Chapter 3 Data transformation
Below Steps were used for transforming the dataset
The first step in the cleaning is to concatenate the 3 files. We merged the train, test and validate files into 1 file, fakeNewsClean.csv. We did this as the task was related to exploring data through visualization, and no modeling of data was required. The three files together will help us to have a better understanding of overall data distribution.
In the process of generating new file, we also replaced ID Column with a new ID column consisting of numbers from 1 to number of rows in the dataframe.
We saw most of the columns in the data had 2 rows missing. Taking a closer look, the rows with ID 5872, and 8180 had most of the columns missing. So we removed those 2 rows from the dataset.
For The columns Subject, SpeakerJobTitle, Speaker, Venue/Location, and “The Party Affiliation”, we choose to replace missing values with a new category “Unknown”. This will be a new category helps us to understand where data was missing and how it is related to each questions.
Below is the Projection of Missing values for each column for each column in the dataset.

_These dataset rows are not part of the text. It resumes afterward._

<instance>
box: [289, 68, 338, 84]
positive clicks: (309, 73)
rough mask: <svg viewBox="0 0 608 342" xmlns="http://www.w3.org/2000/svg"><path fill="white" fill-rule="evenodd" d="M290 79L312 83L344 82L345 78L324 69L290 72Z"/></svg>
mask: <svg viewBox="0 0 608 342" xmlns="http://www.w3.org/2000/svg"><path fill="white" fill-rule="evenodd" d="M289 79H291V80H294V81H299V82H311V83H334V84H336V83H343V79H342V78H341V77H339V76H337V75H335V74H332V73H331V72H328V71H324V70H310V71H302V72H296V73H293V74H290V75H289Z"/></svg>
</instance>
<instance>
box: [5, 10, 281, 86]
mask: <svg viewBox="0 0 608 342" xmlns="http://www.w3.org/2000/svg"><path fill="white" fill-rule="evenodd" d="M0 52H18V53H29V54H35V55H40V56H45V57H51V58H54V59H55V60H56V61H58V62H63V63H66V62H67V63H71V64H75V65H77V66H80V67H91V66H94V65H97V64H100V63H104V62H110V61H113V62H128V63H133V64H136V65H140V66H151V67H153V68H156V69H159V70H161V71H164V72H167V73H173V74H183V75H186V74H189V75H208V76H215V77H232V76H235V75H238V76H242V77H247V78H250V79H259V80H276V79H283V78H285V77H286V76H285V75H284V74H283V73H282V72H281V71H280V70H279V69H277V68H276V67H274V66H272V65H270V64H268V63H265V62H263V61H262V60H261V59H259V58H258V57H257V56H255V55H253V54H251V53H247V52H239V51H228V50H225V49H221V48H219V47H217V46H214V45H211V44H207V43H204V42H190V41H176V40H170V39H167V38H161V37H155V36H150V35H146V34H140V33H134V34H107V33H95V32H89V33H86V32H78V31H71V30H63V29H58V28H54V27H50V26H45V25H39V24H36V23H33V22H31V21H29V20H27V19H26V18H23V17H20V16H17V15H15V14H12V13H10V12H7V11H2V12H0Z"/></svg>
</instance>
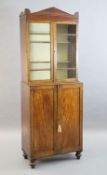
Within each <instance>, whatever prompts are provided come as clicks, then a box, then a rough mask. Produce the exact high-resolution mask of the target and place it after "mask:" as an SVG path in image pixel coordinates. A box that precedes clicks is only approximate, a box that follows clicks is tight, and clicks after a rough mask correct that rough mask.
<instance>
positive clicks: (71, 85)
mask: <svg viewBox="0 0 107 175" xmlns="http://www.w3.org/2000/svg"><path fill="white" fill-rule="evenodd" d="M81 109H82V88H81V87H80V86H79V85H59V87H58V119H57V124H58V126H57V136H56V139H57V144H56V146H57V148H56V150H57V151H59V152H69V151H76V150H78V148H80V147H82V126H81V125H82V121H81V120H82V113H81Z"/></svg>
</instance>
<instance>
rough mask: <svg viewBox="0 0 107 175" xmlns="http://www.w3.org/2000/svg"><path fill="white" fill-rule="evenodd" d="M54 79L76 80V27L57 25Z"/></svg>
mask: <svg viewBox="0 0 107 175" xmlns="http://www.w3.org/2000/svg"><path fill="white" fill-rule="evenodd" d="M56 31H57V32H56V33H57V34H56V35H57V37H56V42H57V73H56V79H59V80H60V79H71V78H76V25H72V24H57V26H56Z"/></svg>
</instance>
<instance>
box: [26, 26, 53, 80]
mask: <svg viewBox="0 0 107 175" xmlns="http://www.w3.org/2000/svg"><path fill="white" fill-rule="evenodd" d="M29 33H30V78H31V80H45V79H50V71H51V70H50V68H51V65H50V24H48V23H30V26H29Z"/></svg>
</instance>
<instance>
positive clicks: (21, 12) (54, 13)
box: [20, 7, 79, 22]
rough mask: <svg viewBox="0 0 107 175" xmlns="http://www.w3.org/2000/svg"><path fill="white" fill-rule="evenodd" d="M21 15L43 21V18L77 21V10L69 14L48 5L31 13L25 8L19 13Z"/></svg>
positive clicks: (43, 18) (21, 16)
mask: <svg viewBox="0 0 107 175" xmlns="http://www.w3.org/2000/svg"><path fill="white" fill-rule="evenodd" d="M22 16H26V18H27V20H40V19H42V20H44V21H45V20H51V21H58V20H71V21H76V22H78V19H79V12H75V13H74V14H70V13H68V12H65V11H63V10H60V9H58V8H56V7H50V8H47V9H43V10H40V11H37V12H33V13H31V11H30V10H29V9H27V8H26V9H25V10H24V12H21V13H20V17H22Z"/></svg>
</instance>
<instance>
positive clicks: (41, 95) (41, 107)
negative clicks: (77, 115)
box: [31, 86, 54, 157]
mask: <svg viewBox="0 0 107 175" xmlns="http://www.w3.org/2000/svg"><path fill="white" fill-rule="evenodd" d="M31 98H32V102H33V104H32V106H33V107H32V125H33V126H32V127H31V128H32V142H33V143H32V144H33V155H36V157H44V156H46V155H51V154H53V140H54V138H53V132H54V131H53V128H54V123H53V119H54V86H39V87H34V88H32V90H31Z"/></svg>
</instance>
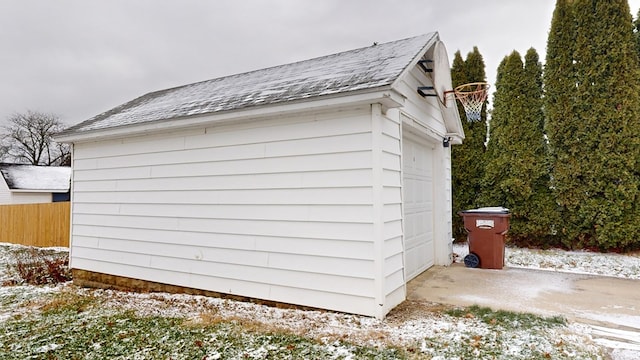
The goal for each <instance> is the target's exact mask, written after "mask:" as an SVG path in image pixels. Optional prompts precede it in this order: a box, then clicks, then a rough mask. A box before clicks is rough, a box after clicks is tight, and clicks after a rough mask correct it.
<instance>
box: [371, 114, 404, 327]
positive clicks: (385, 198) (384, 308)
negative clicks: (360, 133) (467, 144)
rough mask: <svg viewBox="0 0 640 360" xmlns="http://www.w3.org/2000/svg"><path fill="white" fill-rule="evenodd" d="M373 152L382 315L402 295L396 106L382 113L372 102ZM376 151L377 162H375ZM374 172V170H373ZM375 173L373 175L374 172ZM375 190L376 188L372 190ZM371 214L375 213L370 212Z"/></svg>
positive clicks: (397, 120) (400, 301)
mask: <svg viewBox="0 0 640 360" xmlns="http://www.w3.org/2000/svg"><path fill="white" fill-rule="evenodd" d="M372 116H373V139H374V142H373V154H374V166H373V169H374V189H375V188H376V187H377V188H379V189H380V190H381V192H379V200H378V201H377V203H378V204H379V205H374V213H375V212H376V210H377V209H378V207H379V211H380V212H381V213H380V214H379V217H380V221H379V222H380V225H381V239H380V246H381V252H382V255H381V266H379V267H378V268H377V269H378V270H379V271H380V272H381V274H380V275H379V279H380V281H382V282H383V283H382V284H381V285H380V287H379V291H381V300H380V302H379V304H382V307H381V308H380V309H379V311H380V313H379V314H378V315H377V316H378V317H383V316H384V315H385V314H386V313H387V312H389V311H390V310H391V309H392V308H393V307H395V306H396V305H398V304H400V303H401V302H402V301H404V299H405V284H406V282H405V279H404V262H403V244H402V236H403V235H402V161H401V142H400V137H401V130H400V126H401V125H400V116H399V112H398V111H397V110H389V111H388V113H387V114H382V109H381V107H380V106H379V105H374V106H373V111H372ZM376 154H378V156H379V165H378V166H377V165H376V160H375V159H376ZM376 172H377V174H376ZM376 175H377V176H376ZM374 194H376V191H374ZM374 216H375V215H374Z"/></svg>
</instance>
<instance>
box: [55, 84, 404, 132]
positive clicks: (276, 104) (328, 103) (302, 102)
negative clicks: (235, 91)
mask: <svg viewBox="0 0 640 360" xmlns="http://www.w3.org/2000/svg"><path fill="white" fill-rule="evenodd" d="M404 101H405V97H404V96H402V95H401V94H400V93H398V92H397V91H396V90H394V89H391V88H390V87H385V88H382V89H377V90H376V91H374V92H364V93H354V94H351V95H344V94H343V95H340V96H331V97H328V96H327V97H322V98H314V99H311V100H304V101H296V102H291V103H285V104H275V105H265V106H259V107H252V108H249V109H239V110H232V111H226V112H220V113H214V114H205V115H196V116H193V117H182V118H173V119H167V120H158V121H150V122H147V123H143V124H136V125H129V126H121V127H115V128H109V129H104V130H95V131H86V132H80V133H75V134H69V135H59V136H55V137H54V140H55V141H57V142H61V143H74V142H82V141H92V140H97V139H101V140H102V139H112V138H123V137H131V136H139V135H143V134H146V133H156V132H162V131H168V130H173V129H184V128H193V127H200V126H208V125H212V124H219V123H230V122H238V121H243V120H254V119H258V118H264V117H272V116H281V115H284V114H291V113H310V112H315V111H322V110H327V109H330V108H340V107H346V106H358V105H369V104H381V105H382V107H383V109H385V111H386V109H390V108H398V107H401V106H403V105H404Z"/></svg>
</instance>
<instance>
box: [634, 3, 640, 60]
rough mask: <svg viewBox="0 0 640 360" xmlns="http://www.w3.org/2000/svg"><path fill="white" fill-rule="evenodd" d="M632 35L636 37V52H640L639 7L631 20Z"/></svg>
mask: <svg viewBox="0 0 640 360" xmlns="http://www.w3.org/2000/svg"><path fill="white" fill-rule="evenodd" d="M633 35H634V36H635V37H636V45H637V46H638V53H640V9H638V13H637V15H636V18H635V20H633Z"/></svg>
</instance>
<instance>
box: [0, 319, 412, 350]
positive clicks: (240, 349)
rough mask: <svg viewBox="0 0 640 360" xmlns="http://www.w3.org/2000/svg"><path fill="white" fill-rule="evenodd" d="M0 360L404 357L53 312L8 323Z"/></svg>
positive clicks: (274, 335) (184, 326)
mask: <svg viewBox="0 0 640 360" xmlns="http://www.w3.org/2000/svg"><path fill="white" fill-rule="evenodd" d="M0 353H2V354H3V356H2V359H247V358H248V359H342V358H358V359H403V358H406V355H405V354H404V352H403V351H402V350H401V349H396V348H394V347H386V348H382V349H379V348H374V347H367V346H358V345H353V344H350V343H348V342H345V341H335V342H333V343H331V344H323V343H321V342H318V341H316V340H314V339H311V338H307V337H303V336H299V335H295V334H293V333H291V332H287V331H285V330H278V329H253V328H247V327H246V326H245V325H243V324H241V323H236V322H233V321H222V322H217V323H215V324H204V325H197V324H191V323H189V322H188V321H186V320H185V319H182V318H171V317H162V316H137V315H136V314H135V313H134V312H133V311H114V312H113V313H111V314H110V313H105V314H100V313H97V312H95V311H90V312H80V313H79V312H76V311H55V312H46V313H43V314H41V315H40V316H27V317H20V318H14V319H10V320H7V321H5V322H4V323H3V326H2V327H1V328H0Z"/></svg>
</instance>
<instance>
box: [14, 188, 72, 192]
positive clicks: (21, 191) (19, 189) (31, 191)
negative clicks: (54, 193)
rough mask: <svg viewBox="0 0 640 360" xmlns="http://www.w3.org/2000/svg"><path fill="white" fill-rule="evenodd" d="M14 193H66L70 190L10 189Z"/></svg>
mask: <svg viewBox="0 0 640 360" xmlns="http://www.w3.org/2000/svg"><path fill="white" fill-rule="evenodd" d="M9 191H10V192H12V193H66V192H67V191H69V189H38V190H35V189H9Z"/></svg>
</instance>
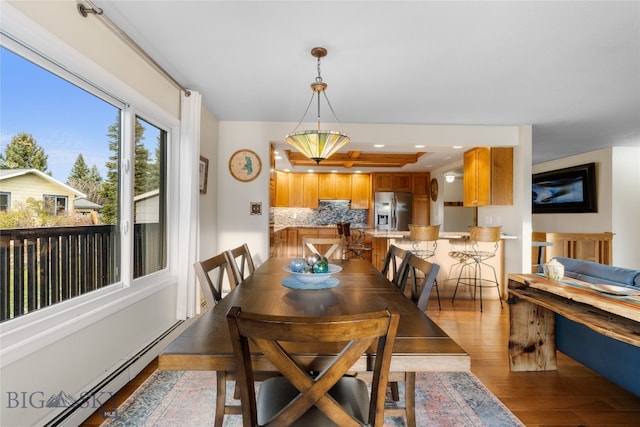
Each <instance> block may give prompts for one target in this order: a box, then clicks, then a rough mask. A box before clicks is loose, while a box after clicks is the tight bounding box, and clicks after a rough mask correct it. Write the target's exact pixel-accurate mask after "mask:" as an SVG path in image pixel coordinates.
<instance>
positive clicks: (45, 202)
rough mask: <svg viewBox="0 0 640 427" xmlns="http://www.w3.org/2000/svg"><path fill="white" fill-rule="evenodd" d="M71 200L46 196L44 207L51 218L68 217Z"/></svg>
mask: <svg viewBox="0 0 640 427" xmlns="http://www.w3.org/2000/svg"><path fill="white" fill-rule="evenodd" d="M68 200H69V198H68V197H66V196H52V195H49V194H45V195H44V207H45V209H46V210H47V212H48V213H49V215H51V216H67V204H68Z"/></svg>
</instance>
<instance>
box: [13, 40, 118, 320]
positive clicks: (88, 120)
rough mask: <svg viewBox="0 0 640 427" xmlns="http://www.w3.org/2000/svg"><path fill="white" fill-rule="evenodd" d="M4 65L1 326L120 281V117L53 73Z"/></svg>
mask: <svg viewBox="0 0 640 427" xmlns="http://www.w3.org/2000/svg"><path fill="white" fill-rule="evenodd" d="M31 54H32V53H31V52H25V55H31ZM34 60H36V61H42V63H44V61H43V60H42V58H39V59H34ZM0 62H1V63H2V73H0V86H1V87H2V91H0V104H1V105H2V107H3V108H2V115H1V116H0V128H1V129H2V146H1V150H0V180H1V181H0V182H1V185H2V190H3V192H5V194H10V199H9V197H7V198H5V199H3V200H2V202H3V203H2V206H6V211H4V212H2V209H0V228H2V230H1V231H0V233H1V234H2V237H3V238H2V240H1V243H0V255H1V256H0V258H1V259H2V262H0V269H1V270H2V271H0V274H1V275H2V277H3V278H9V279H8V280H5V279H3V280H2V281H0V282H1V284H0V287H1V289H0V321H4V320H7V319H11V318H13V317H17V316H20V315H23V314H26V313H29V312H32V311H35V310H38V309H40V308H43V307H46V306H49V305H52V304H55V303H57V302H60V301H64V300H67V299H70V298H73V297H75V296H78V295H81V294H84V293H87V292H90V291H93V290H96V289H99V288H102V287H104V286H107V285H110V284H113V283H115V282H118V281H119V280H120V267H119V266H120V234H119V227H118V223H119V219H118V211H119V209H118V197H119V196H118V195H119V188H120V179H119V165H120V163H121V162H120V152H121V150H120V146H121V140H120V135H121V131H120V123H121V114H122V113H121V111H122V110H121V109H120V108H118V107H117V106H114V105H113V103H111V102H106V101H105V100H103V99H102V98H99V97H98V96H96V95H95V94H93V93H91V92H90V91H89V90H92V89H89V87H88V86H87V85H84V87H86V88H87V90H85V89H83V88H81V87H80V86H79V85H83V83H80V82H78V81H77V79H76V78H75V77H74V76H71V75H69V74H68V73H66V72H65V71H63V70H60V69H57V68H56V66H55V65H53V64H47V65H46V67H47V69H48V70H52V71H54V72H55V74H54V72H51V71H48V70H46V69H44V68H41V67H40V66H38V65H36V64H34V63H33V62H30V61H28V60H26V59H24V58H23V57H21V56H19V55H17V54H15V53H13V52H12V51H10V50H8V49H6V48H5V47H2V48H0ZM71 81H76V82H78V84H73V83H71ZM94 92H95V93H97V91H94ZM101 96H102V95H101ZM9 202H10V204H9Z"/></svg>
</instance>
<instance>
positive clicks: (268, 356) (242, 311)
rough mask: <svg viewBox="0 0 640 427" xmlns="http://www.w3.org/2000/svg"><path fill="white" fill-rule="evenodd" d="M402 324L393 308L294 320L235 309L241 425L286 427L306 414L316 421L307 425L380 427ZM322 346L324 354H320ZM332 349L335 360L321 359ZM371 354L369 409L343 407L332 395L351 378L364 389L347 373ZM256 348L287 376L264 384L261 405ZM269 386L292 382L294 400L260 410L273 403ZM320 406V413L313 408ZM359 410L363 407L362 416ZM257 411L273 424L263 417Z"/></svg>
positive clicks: (262, 383)
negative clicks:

## Speaker Job Title State Info Venue/Location ## 3170 2446 110 ## Subject(s) Speaker The Party Affiliation ## 2 2 2 ## Barely True Counts False Counts Half True Counts ## 2 2 2 ## Mostly True Counts Pants on Fire Counts ID ## 2 2 0 ## Label Statement ## 0 0
After Cleaning
## ID Label Statement ## 0 0 0 ## Subject(s) Speaker Speaker Job Title ## 0 0 0 ## State Info The Party Affiliation Barely True Counts ## 0 0 0 ## False Counts Half True Counts Mostly True Counts ## 0 0 0 ## Pants on Fire Counts Venue/Location ## 0 0
For columns Venue, Subject and SpeakerJobTitle, StateInfo, and PartyAffiliation we followed the below steps for pre-processing
For each sentence in the following column :-
:- Converted each sentence to lower case :- Removed all Punctuations :- Removed extra whitespaces :- split the sentences into words by delimiter = " " :- Removed Stop-Words :- Concatenated the words to form the sentence
For Venue, Subject and SpeakerJobTitle, we also did an extra step to group similar words together. For example, a venue like Tweet, Tweets, Tweet! were all grouped into 1 group using “group_str” function.
Using all the steps we have created a new file, FakeNews_Clean.csv which we will be used for discovering insights to our questions.